The bug in my brain makes me take a buncha dope to keep from running off into the sunset screaming and pulling my hair out.

The med of choice today is 75mlg's or so (a day) of morphine sulfate CR.
I think the "CR" is for "continuous release" or the equivalent.
It takes a little more time to metabolize than other "flavors" but has a half-life of about 12 hrs so I like it as a pain management tool.

Anyhow, if I lag on a dose or such the saturation level in my bloodstream gets low and I get all torn up. I feel tired and sore and yukky.
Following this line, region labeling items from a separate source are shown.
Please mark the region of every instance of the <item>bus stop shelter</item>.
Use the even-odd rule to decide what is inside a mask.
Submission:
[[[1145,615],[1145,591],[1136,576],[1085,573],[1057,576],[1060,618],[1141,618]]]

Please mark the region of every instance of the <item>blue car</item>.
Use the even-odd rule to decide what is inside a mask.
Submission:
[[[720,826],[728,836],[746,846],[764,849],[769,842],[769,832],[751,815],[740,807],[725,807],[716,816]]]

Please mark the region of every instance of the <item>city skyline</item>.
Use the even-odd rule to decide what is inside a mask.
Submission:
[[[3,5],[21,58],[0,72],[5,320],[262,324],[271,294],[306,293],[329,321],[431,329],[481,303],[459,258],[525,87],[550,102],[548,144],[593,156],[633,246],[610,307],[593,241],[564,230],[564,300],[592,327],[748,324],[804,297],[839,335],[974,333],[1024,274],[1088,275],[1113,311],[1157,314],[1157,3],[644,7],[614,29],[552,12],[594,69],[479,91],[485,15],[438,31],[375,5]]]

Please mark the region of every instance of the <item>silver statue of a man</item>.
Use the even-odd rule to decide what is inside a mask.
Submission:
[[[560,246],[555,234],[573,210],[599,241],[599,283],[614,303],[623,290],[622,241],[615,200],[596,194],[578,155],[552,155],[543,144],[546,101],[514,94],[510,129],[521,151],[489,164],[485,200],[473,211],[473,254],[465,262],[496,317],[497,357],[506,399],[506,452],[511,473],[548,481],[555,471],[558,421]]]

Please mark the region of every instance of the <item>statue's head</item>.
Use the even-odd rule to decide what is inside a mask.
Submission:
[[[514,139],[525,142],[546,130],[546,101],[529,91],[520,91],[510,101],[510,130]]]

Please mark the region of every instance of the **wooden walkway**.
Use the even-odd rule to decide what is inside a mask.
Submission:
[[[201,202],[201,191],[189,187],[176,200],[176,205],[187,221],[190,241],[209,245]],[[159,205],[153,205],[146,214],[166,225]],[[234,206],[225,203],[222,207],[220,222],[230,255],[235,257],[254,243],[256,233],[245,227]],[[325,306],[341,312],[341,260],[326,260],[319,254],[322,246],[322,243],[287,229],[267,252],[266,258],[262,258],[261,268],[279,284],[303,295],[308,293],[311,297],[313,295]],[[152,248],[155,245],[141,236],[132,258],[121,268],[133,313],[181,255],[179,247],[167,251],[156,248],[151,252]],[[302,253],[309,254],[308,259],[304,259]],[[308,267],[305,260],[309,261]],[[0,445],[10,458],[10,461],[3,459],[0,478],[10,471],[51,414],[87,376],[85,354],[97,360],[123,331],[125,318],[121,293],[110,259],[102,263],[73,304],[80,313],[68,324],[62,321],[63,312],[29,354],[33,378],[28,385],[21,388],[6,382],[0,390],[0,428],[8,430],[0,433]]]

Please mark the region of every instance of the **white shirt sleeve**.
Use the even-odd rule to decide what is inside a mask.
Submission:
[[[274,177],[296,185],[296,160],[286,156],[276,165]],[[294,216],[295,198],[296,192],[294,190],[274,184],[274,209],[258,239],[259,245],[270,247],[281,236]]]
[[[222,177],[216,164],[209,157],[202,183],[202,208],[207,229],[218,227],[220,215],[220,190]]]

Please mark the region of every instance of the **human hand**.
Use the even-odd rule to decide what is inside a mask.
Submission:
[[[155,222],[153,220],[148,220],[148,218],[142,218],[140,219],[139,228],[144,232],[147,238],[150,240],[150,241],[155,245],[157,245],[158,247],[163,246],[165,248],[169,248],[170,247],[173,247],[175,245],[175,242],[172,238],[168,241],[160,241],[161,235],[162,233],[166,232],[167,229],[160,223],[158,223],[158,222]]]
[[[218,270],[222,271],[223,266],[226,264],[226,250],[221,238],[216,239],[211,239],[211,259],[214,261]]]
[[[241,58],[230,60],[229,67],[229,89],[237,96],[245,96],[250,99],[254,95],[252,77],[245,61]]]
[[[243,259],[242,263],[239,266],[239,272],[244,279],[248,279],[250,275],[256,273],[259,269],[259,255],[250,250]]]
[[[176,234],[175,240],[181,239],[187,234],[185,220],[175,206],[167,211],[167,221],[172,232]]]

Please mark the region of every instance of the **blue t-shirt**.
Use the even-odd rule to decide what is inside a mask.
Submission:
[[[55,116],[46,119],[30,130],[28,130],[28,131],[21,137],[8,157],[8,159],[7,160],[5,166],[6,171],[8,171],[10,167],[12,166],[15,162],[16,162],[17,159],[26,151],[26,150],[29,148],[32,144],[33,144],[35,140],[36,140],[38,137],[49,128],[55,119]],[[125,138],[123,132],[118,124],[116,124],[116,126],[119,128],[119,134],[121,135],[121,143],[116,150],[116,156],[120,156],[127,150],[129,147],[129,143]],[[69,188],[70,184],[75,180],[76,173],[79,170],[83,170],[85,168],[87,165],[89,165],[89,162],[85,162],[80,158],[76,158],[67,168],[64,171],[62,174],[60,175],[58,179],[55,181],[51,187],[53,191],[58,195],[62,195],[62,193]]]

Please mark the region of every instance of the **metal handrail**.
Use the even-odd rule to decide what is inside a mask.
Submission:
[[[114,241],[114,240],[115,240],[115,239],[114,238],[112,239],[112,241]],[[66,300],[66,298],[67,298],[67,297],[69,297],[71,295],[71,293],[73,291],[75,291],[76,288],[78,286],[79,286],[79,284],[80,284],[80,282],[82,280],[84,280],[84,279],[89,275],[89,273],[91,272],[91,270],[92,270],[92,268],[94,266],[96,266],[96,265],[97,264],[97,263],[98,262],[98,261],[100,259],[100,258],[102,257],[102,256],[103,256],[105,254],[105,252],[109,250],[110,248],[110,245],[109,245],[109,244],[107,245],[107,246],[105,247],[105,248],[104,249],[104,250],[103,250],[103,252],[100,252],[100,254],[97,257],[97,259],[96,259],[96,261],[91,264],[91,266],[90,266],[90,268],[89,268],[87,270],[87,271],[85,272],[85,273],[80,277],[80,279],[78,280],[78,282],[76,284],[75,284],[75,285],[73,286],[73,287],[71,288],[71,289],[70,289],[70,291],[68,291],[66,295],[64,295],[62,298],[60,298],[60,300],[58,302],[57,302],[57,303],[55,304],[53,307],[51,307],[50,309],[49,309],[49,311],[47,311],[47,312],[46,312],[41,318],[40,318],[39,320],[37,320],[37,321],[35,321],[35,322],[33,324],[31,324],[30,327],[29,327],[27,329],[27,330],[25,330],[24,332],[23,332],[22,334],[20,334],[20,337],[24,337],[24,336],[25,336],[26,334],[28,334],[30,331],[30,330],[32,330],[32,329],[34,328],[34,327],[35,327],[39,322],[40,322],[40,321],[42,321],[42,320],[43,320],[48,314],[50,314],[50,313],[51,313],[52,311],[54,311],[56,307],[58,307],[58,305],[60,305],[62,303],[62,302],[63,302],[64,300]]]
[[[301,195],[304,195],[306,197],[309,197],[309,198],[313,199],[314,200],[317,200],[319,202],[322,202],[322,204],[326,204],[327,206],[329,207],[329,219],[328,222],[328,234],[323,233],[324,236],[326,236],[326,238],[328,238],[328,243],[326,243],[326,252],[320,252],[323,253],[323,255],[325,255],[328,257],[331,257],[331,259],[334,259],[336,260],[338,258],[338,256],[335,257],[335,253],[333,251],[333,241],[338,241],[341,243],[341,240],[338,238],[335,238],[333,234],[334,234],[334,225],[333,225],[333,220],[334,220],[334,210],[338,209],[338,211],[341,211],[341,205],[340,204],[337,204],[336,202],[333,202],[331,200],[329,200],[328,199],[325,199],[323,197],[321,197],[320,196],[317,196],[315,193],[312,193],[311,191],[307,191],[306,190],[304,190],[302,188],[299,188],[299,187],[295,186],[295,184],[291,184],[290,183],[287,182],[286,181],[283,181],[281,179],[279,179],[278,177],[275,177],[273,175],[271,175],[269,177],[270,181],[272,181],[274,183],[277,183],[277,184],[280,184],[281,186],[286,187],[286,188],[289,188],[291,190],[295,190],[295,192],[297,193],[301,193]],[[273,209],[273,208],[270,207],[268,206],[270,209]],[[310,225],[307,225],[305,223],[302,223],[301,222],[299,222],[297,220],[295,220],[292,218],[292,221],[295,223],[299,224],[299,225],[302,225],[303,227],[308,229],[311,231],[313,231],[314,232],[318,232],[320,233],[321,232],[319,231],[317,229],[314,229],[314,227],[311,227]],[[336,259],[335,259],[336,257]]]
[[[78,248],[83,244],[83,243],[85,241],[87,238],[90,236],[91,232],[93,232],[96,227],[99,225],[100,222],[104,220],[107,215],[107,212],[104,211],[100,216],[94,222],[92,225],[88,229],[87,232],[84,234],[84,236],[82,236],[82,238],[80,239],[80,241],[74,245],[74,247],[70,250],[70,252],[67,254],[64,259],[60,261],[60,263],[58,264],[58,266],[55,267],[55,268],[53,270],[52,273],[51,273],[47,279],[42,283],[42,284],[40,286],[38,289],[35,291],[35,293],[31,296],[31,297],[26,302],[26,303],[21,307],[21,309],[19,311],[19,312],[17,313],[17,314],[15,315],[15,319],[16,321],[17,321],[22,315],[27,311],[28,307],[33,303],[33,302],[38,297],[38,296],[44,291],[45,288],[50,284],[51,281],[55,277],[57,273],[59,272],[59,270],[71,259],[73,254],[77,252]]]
My tummy hurts and pain in general begins creeping back into every nook and cranny it can find. I feel flu-like and as if there were an entire little white box worth of baad chinese take-out in my belly. It gets hot and then cold and then hot again.

Then, I pop a coupla little bluish pills and inna few minutes ~ presto ~ I'm all better.

Magic. Right?

Sounds like a junkie to me.

~ ~ ~ ~ ~ ~ ~ ~ ~ ~ ~ ~ ~ ~ ~ ~ ~ ~ ~ ~ ~ ~ ~ ~ ~ ~

Actually, there is a difference between addiction and dependence. One is in the brain and one isn't. I dunno. Semantics maybe?

Either way, I'm o.k. with it, and that's all I hafta to sleep with.